On 18 September 2020 MHCLG amended its guidance to take into account the amendments to the General Permitted Development Order and Use Classes Order that I have covered in recent posts.
So now we have:
The new guidance is simply explanatory and I haven’t spotted anything new as to, for instance, the circumstances in which local planning authorities should or should not restrict the operation of the Orders by way of condition.
In the meantime, there remains some Parliamentary focus on the nature of the changes.

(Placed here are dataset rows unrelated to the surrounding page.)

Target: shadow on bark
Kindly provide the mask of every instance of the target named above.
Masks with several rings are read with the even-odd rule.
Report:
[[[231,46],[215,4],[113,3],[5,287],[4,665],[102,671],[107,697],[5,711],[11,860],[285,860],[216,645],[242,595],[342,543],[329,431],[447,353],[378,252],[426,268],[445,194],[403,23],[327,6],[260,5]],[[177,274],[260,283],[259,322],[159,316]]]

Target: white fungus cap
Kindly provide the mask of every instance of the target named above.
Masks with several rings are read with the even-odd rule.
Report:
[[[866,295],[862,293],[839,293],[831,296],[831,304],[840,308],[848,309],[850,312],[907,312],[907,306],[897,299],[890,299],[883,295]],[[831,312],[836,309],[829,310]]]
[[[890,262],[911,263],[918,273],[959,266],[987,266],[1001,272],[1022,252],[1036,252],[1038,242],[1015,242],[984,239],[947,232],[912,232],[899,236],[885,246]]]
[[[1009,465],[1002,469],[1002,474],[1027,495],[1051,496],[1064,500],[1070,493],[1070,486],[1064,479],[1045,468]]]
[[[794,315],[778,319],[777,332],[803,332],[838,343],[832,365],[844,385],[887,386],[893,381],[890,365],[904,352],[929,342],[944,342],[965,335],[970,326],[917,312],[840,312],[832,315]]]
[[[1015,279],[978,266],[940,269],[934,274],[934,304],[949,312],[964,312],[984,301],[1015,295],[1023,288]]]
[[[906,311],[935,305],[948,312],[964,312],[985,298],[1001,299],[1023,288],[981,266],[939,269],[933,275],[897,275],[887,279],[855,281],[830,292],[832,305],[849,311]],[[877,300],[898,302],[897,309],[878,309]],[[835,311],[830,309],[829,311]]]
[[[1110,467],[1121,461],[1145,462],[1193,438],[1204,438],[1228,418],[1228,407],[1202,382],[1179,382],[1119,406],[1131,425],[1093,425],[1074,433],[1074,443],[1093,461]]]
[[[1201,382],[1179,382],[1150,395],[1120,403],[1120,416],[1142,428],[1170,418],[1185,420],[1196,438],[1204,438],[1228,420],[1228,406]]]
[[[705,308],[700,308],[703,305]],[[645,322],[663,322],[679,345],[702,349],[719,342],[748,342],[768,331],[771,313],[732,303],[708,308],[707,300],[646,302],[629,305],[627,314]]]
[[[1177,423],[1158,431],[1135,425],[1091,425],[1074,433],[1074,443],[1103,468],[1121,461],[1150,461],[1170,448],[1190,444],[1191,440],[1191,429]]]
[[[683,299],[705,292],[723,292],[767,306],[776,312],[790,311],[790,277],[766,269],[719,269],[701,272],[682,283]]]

The House of Lords Secondary Legislation Scrutiny Committee published a critical report on 10 September 2020:
“These instruments make substantial and wide-ranging changes to planning legislation. According to the Ministry of Housing, Communities and Local Government, the aim is to encourage and speed up the delivery of housing and to support the economic recovery after the pandemic, especially in relation to England’s high streets. The changes are de-regulatory and concerns have been raised that they could lead to the construction of low-quality housing, an increased concentration of fast food restaurants with an impact on the health of local residents, and reduce the ability of local authorities to shape the character of their high streets. These are issues which the House may wish to explore, including in the context of the Government’s plans for further, more fundamental reform of the local planning system which have been published for consultation. While the Committee notes the Government’s intention to support the economic recovery from the pandemic, the plans for further reform do raise the question whether it would have been more appropriate to take forward the significant and far-reaching changes made by these instruments in a future planning bill, enabling Parliament to scrutinise the changes more fully.”
My 5 September 2020 blog post Lights Camera Action: The Planning Changes – Parliamentary Scrutiny, That JR referred to the motions which Labour has tabled in response to the GPDO changes. A Commons debate is now scheduled for 30 September 2020.